RSE’s research on sodium-ion batteries (NIB) focuses on studying the active materials of the electrodes, both cathode and anode, to develop a complete battery.

This work specifically describes the optimization of the synthesis process for the cathode material Na0.44MnO2 (NMO).

Previous studies focused on the synthesis methods to obtain a pure phase of the active material. However, initial electrochemical characterizations, especially when scaling up the quantity of synthesized material, revealed that the morphology of the final product significantly impacted electrochemical performance.

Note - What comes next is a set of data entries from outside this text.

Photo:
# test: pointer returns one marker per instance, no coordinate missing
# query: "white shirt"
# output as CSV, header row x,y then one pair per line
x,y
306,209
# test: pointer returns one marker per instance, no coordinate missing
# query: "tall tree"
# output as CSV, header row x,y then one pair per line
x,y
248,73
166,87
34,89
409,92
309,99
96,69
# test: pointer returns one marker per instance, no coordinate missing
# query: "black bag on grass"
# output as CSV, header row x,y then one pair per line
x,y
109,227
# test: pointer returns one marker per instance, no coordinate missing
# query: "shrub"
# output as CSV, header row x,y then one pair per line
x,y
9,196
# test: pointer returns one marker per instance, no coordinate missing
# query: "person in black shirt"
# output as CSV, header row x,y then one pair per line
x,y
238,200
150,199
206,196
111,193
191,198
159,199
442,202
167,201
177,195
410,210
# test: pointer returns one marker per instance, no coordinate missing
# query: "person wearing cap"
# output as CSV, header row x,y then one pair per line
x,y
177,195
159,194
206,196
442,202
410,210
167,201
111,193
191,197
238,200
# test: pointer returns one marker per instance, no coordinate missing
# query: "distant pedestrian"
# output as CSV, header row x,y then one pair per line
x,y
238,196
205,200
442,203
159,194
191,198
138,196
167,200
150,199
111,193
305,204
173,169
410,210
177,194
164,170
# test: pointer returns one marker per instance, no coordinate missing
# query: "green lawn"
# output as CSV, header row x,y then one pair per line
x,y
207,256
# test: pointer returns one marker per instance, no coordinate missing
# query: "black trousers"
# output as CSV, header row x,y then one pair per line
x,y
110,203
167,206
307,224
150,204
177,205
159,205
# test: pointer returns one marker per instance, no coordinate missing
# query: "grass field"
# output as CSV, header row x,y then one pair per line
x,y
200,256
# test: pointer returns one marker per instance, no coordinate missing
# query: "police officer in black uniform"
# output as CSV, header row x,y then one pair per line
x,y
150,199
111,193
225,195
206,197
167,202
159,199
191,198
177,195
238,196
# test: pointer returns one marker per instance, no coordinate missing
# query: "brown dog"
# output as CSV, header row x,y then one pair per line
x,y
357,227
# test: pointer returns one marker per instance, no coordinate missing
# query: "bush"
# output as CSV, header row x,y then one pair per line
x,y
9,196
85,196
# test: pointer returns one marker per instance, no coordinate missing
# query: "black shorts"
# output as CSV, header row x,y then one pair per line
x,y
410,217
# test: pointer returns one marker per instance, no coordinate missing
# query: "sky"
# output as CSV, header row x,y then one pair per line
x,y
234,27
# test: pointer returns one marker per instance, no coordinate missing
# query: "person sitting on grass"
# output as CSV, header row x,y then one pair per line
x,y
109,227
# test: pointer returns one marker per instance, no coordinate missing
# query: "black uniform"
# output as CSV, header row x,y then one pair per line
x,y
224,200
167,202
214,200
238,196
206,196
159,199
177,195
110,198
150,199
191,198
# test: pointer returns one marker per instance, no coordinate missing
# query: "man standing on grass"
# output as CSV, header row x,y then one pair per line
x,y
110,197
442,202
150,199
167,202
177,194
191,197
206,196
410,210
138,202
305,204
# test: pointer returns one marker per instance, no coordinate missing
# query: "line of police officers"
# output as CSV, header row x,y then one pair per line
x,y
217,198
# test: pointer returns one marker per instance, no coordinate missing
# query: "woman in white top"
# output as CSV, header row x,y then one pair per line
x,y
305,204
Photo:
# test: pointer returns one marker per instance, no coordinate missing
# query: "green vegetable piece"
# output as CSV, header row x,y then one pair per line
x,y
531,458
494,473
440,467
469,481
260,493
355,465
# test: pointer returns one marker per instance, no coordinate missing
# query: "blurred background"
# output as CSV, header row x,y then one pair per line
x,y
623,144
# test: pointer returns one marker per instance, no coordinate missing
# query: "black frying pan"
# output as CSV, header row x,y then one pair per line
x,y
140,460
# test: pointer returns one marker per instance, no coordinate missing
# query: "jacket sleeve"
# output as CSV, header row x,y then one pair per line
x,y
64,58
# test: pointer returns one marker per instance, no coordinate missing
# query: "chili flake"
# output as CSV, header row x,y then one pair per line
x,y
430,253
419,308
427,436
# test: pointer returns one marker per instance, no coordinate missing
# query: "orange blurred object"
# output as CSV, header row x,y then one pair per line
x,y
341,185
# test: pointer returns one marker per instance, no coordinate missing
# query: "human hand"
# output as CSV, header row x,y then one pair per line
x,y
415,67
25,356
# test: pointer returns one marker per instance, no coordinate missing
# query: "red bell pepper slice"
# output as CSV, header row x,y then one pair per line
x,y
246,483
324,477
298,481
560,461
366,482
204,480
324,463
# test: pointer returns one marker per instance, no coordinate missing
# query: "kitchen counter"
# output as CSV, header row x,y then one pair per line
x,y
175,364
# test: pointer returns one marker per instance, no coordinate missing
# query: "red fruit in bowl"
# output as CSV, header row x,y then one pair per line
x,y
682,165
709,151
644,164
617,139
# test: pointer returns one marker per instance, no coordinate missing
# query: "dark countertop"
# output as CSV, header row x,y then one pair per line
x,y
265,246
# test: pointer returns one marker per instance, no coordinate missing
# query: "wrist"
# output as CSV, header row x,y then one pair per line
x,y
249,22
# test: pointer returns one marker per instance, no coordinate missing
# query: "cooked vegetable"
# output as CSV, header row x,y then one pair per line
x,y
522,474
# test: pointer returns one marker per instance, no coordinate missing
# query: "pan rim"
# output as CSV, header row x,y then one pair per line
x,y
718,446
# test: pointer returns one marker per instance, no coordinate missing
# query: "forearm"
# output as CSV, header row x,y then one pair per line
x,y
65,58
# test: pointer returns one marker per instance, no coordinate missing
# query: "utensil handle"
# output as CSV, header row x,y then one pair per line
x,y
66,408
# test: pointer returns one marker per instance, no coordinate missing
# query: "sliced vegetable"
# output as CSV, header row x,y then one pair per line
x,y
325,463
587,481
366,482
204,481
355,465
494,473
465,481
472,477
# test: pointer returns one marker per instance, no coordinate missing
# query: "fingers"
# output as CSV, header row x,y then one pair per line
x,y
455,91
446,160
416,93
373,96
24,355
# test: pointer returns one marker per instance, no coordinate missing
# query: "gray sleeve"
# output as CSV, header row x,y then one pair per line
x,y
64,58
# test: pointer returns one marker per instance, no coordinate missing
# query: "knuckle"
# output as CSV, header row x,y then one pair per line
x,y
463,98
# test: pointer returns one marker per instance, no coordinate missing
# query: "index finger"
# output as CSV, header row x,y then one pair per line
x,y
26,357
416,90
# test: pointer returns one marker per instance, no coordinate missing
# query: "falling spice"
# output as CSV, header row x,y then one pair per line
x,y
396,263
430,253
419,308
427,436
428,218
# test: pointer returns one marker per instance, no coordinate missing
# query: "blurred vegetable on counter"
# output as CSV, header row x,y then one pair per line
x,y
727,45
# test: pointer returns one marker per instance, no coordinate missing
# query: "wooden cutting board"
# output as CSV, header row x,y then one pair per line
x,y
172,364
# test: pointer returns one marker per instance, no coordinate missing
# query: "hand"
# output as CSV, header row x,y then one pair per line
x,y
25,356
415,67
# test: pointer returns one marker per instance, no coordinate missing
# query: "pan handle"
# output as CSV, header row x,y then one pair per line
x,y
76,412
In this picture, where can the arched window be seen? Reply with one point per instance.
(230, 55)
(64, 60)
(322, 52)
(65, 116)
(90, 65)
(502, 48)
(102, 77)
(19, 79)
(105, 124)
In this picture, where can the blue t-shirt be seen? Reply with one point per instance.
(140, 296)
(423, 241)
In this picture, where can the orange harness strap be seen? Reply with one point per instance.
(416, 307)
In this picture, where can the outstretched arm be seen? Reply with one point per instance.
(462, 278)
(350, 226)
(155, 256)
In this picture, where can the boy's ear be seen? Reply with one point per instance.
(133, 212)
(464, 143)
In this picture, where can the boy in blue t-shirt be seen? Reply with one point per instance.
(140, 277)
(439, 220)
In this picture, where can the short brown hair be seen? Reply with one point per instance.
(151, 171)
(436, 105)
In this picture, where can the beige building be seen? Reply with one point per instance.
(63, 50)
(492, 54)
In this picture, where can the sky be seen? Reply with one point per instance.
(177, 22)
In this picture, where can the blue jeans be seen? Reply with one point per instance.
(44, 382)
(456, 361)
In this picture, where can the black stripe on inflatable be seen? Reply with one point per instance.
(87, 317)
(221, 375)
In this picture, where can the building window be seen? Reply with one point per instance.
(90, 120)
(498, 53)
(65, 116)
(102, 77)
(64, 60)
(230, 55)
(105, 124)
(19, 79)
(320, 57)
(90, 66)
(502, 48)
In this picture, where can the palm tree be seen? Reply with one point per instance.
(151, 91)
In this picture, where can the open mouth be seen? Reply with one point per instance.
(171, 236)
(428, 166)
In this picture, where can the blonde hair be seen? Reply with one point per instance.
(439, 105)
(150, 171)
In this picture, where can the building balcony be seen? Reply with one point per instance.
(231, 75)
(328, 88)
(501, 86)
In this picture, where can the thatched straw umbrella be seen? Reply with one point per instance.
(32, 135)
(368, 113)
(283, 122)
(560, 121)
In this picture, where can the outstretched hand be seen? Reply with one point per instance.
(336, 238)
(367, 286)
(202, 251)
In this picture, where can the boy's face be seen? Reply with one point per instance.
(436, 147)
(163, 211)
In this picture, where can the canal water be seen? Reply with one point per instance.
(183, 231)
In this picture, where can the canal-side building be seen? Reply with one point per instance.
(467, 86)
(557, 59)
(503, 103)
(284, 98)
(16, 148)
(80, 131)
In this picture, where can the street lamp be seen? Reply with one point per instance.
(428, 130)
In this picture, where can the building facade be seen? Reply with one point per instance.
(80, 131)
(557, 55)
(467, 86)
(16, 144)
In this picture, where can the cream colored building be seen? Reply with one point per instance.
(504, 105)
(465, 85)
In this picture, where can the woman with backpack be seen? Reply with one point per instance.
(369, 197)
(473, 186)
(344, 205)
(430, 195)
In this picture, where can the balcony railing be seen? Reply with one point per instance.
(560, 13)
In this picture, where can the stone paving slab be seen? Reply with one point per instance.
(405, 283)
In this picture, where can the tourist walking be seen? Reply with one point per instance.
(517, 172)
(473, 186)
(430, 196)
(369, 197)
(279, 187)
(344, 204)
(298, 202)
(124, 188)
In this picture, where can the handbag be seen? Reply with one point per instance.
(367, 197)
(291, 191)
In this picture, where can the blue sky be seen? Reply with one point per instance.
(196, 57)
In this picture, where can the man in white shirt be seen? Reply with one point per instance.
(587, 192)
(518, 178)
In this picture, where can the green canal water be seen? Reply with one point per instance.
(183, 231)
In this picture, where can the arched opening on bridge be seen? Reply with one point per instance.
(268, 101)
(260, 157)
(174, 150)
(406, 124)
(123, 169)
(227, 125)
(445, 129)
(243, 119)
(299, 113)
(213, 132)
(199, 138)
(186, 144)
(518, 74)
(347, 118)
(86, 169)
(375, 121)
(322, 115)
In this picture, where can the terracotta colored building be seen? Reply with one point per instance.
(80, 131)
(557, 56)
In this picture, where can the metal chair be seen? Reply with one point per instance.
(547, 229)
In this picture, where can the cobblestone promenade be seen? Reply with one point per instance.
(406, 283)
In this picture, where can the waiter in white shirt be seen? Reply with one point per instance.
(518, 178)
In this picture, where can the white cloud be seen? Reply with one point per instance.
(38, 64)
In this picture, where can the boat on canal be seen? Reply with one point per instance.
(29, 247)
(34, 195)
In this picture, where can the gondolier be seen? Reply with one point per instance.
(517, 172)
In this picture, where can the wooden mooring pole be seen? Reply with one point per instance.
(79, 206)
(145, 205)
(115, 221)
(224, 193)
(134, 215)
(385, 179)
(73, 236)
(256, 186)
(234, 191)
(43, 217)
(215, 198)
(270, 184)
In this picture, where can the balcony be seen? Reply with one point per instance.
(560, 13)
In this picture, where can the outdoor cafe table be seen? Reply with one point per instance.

This report outlines the analysis of various synthesis steps to achieve the correct morphology. A morphology composed of prismatic, bar-like structures limited to a few microns in length was identified. Various synthesis parameters were then optimized, particularly during the high-temperature treatment phase, including heating rate, isothermal conditions, and cooling speed. Process reproducibility tests showed that manual grinding between calcination and thermal treatment affected the final morphology. As a result, this step was automated using a mill, and grinding parameters such as material-to-ball ratio, speed, and rotation times were optimized.

Lastly, long-term cycling tests on a sample with the correct morphology confirmed that this material is not stable over extended periods. Future efforts will focus on synthesizing second-generation materials by doping NMO with other elements to stabilize its structure and potentially increase its working potential.